ORDERED that the judgment is reversed, on the law, and the matter is remitted to the Supreme Court, Queens County, for a new trial.
The Supreme Court should not have granted the prosecutor's peremptory challenge to a prospective black juror because the court failed to determine whether the prosecutor provided sufficient race-neutral explanations for challenging the potential juror…
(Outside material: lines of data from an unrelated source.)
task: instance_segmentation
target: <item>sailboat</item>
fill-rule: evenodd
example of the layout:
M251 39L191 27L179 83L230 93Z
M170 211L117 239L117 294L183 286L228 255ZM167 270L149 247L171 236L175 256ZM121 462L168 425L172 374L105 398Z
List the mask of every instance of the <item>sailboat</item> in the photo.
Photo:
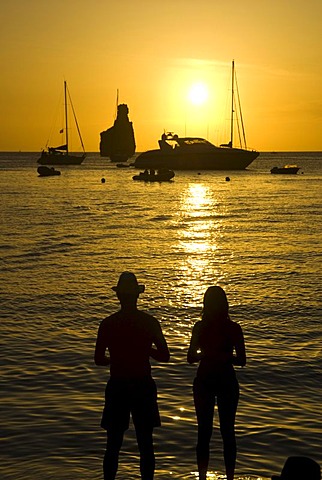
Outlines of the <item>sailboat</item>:
M239 104L237 104L237 100ZM237 112L239 113L238 131L240 139L243 140L242 147L234 146L234 124ZM229 142L218 147L204 138L179 137L172 132L164 132L159 140L159 149L148 150L138 155L134 166L145 169L167 168L171 170L245 170L258 155L259 152L249 150L246 145L233 61Z
M68 115L68 100L71 106L73 113L75 125L77 128L77 133L79 136L80 144L82 147L83 153L80 155L71 154L69 151L69 115ZM70 97L70 93L67 87L67 82L64 81L64 117L65 125L60 130L60 133L63 133L65 136L65 142L58 147L48 147L46 150L41 152L41 156L38 159L37 163L40 165L80 165L86 157L85 147L83 139L80 133L79 125L77 122L75 110L73 103Z

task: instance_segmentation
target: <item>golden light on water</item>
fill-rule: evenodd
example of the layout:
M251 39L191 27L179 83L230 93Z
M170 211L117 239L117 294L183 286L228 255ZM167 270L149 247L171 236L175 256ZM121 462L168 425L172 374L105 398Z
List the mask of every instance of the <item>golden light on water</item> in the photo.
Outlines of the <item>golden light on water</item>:
M181 199L182 229L178 248L182 251L182 275L185 279L185 290L200 292L200 279L209 269L209 258L218 249L218 238L221 236L221 221L218 212L219 203L215 192L206 184L191 183L183 192ZM209 272L222 276L220 271ZM183 292L184 293L184 292ZM179 295L181 293L178 293ZM191 297L191 305L199 305L200 298Z

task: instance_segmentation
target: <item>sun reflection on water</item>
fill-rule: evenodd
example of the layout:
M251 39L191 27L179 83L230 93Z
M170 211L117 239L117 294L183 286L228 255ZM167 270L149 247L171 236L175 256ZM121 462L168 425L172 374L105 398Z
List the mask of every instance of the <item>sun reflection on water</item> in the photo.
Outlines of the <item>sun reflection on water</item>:
M184 254L182 270L191 288L209 268L220 239L222 212L215 192L206 184L191 183L182 195L182 229L178 248Z

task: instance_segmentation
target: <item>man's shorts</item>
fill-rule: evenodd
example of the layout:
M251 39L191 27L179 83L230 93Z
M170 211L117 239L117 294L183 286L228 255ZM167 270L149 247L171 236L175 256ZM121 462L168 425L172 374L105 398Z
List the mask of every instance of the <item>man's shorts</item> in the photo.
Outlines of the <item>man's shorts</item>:
M161 425L157 388L152 377L108 381L101 427L107 432L124 432L129 428L130 414L136 429Z

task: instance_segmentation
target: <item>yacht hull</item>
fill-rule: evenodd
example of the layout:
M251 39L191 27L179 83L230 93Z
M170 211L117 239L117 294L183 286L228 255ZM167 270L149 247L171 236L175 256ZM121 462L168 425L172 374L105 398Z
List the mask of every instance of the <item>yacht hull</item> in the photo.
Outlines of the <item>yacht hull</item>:
M171 170L245 170L259 155L257 151L213 145L200 152L180 150L148 150L136 158L134 166Z

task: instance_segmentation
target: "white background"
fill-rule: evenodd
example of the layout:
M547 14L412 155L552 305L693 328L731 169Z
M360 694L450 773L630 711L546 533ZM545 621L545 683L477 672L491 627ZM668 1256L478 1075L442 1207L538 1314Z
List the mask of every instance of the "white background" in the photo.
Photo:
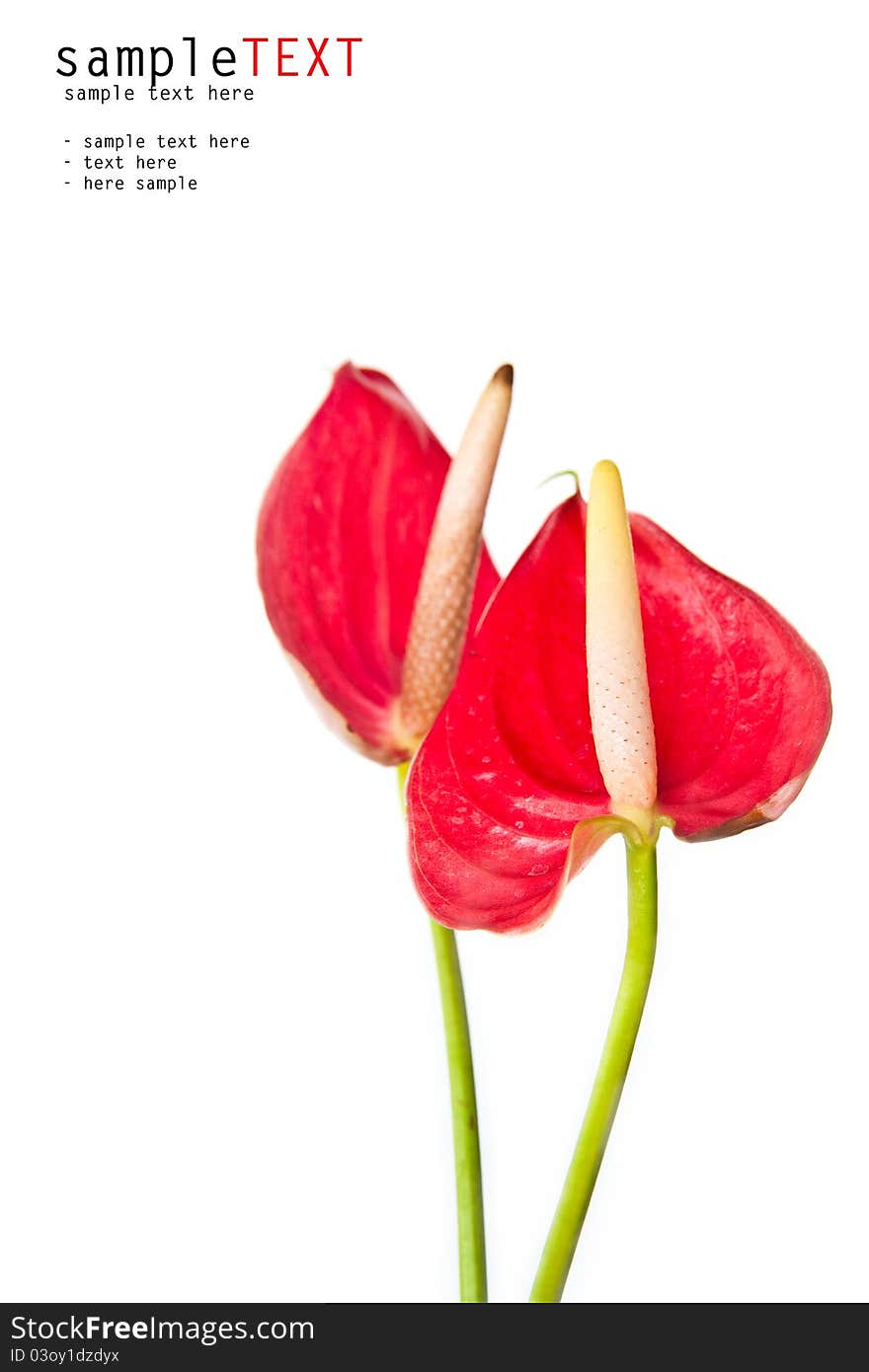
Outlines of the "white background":
M861 4L19 7L4 45L7 1299L450 1301L439 1007L394 777L266 626L258 502L346 357L454 446L516 366L502 569L601 457L788 615L833 733L777 825L660 851L660 945L571 1301L869 1291ZM71 110L62 43L364 36L242 110ZM202 82L205 84L205 82ZM192 111L192 113L191 113ZM247 133L170 199L84 132ZM522 1301L625 934L611 845L463 938L491 1294Z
Here, during jury selection, the defendant alleged that the prosecutor was exercising a peremptory challenge to a potential juror based solely on the potential juror's race. After the Supreme Court found that the defendant made a prima facieshowing that the prosecutor was exercising her peremptory challenges in a discriminatory manner, the prosecutor stated that she believed this potential juror to be too young and inexperienced to serve on a murder trial. The court allowed for further questioning of this potential juror and, based on this additional questioning, determined that the potential juror seemed to have difficulty understanding the questions posed to him, that he appeared to have "a glazed-eye look," and that his "ability to communicate is somewhat impaired." The court then allowed the prosecutor to exercise a peremptory challenge against the potential juror, deeming the peremptory challenge to be not "in any way based on any discrimination." However, the court never provided a ruling on the defendant's initial Batson challenge, relating to the prosecutor's contention that the juror was too young and inexperienced to serve.
Under these circumstances, the Supreme Court failed in its duty to determine whether the prosecutor's race-neutral explanations were credible.
Gregory Lasak was the head Queens ADA in the case of People v. Allah McCall (19 years old) in 2001. The Queens DA’s press release announcing McCall’s conviction of murder stated “Assistant District Attorney Claude N. Stuart of the District Attorney’s Homicide Trials Bureau, under the supervision of Assistant District Attorney Daniel A. Sauders and the overall supervision of Executive Assistant District Attorney for Major Crimes Gregory L. Lasak, prosecuted the case.”
On March 14, 2004 the Appellate Division, Second Department found in the McCall case that the "Supreme Court committed reversible error when it permitted the prosecutor to exercise a peremptory challenge to exclude a prospective juror because she was of Jamaican ancestry." People v McCall 2004 NY Slip Op 01800 [5 AD3d 608] March 15, 2004. The Court ordered a new trial.
On June 30, 2004 the New York Post reported that McCall "who was convicted of gunning down a teen over a gold chain, only to have the verdict reversed on appeal, pleaded guilty yesterday to avoid a retrial. Allah McCall, 22, admitted he shot Eddie Newson, 17, in Far Rockaway on Aug. 20, 1999, and was sentenced on the spot to 10 years in prison. McCall was initially convicted of murder in November 2001 and sentenced to 20 years to life. An appeals court later overturned the conviction, citing what it said was prosecutor Claude Stuart’s intentional exclusion of Jamaican jurors. According to defense lawyer Murray Singer, Stuart excluded those jurors because he believed they hailed from a violent society. Stuart resigned in 2002, after withholding a prosecution memo in another murder case. Singer said his client, “is happy that the matter has been resolved and that he can continue serving his sentence.” KILLER PLEADS GUILTY TO ‘99 SLAY, NY Post.
This shows a troubling pattern in the understanding, or lack thereof, of the “Batson” challenge in jury selection.